Anuario S.J. 2010 - MATEO RICCI: LA SABIDURÍA DE LA AMISTAD



El nombre de Mateo Ricci no ha sido siempre tan popular como lo es hoy. El posconcilio es el que ha vuelto a poner de actualidad la figura de este jesuita, pionero del encuentro entre la Iglesia y las culturas del mundo. Durante más de tres siglos, la reputación de Ricci ha sufrido un equívoco, fruto de la controversia sobre los ritos chinos surgida después de su muerte. Se sospechaba que el modelo de evangelización del que había sido promotor, ocultase la revelación de Cristo en favor de una aproximación sincrética poco respetuosa con la excepcionalidad del mensaje cristiano. Acusación sin fundamento, pero los rumores y los prejuicios se resisten a morir, y el enfoque de Ricci fue tan innovador que todavía hoy no es seguro que haya sido plenamente comprendido. 




Ricci fue un hombre a la búsqueda de lo universal. No parece que haya constituido un desafío para su fe la revelación de la radical diferencia del mundo chino, en comparación aquel del cual provenía, diferencia que él es el primero en afrontar. Más bien, fue un formidable motivo para empezar la búsqueda del humus común de la humanidad, de aquello que nos hace comunicarnos y vivir juntos más allá de lo que nos separa. Ricci afronta esta tarea con todas las armas del Renacimiento triunfante. Con su saber de cartógrafo, presenta a los chinos un mundo único, un mundo en el cual el imperio chino es invitado a reconocerse como uno más entre otros. Con sus conocimientos de geometría traduce los Elementos de geometría de Euclides, buscando allí las bases del lenguaje común de la racionalidad científica y técnica, revelador de la naturaleza profunda del hombre dotado de la razón por Dios. Con sus capacidades dialécticas y de teólogo trata de dar crédito a la idea del Dios Uno mediante un diálogo ficticio entre un sabio chino y un sabio venido de occidente (El verdadero sentido del Señor del Cielo). 

Tales son para él los prolegómenos a partir de los que se podrá exponer el anuncio de la revelación cristiana. Él se asombra de encontrar en China una humanidad común, señal de la presencia universal del Creador que ha forjado el hombre a su imagen, y quiere convencer a aquellos con los que se encuentra de que esta humanidad común es el humus en el es preciso buscar y encontrar Dios.
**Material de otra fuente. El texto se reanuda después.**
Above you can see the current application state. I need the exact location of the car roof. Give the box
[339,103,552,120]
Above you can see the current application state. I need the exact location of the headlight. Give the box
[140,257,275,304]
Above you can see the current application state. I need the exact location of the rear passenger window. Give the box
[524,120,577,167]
Al mismo tiempo, quiere dar a conocer en Europa la riqueza de lo que descubre en China, encontrando en esta riqueza un nuevo motivo para glorificar a Aquel cuya presencia parece esparcida en diversidad de lenguas. 

Porque la pasión de la universalidad se prueba en el crisol de las diferencias, y asociar al mismo tiempo lo universal y lo diferente traza un itinerario puramente heroico, una aventura que se desarrolla en el tiempo con una sorprendente tenacidad. Esta tenacidad se manifiesta particularmente en el dominio de la lengua: Ricci llegará hasta el corazón de la diferencia lingüística. La seriedad que él concede a la lengua china es uno de los rasgos que más estimulan la admiración. Sabe que la universalidad que él transmite por vocación encuentra su camino propio en la particularidad de la lengua. Intuye que la escritura china no es solamente instrumento de comunicación sino también vehículo de una visión del mundo, de una cosmología ligada a su misma estructura. Es por el dominio de la lengua como él penetra en el sentido y en el gusto de los textos clásicos chinos.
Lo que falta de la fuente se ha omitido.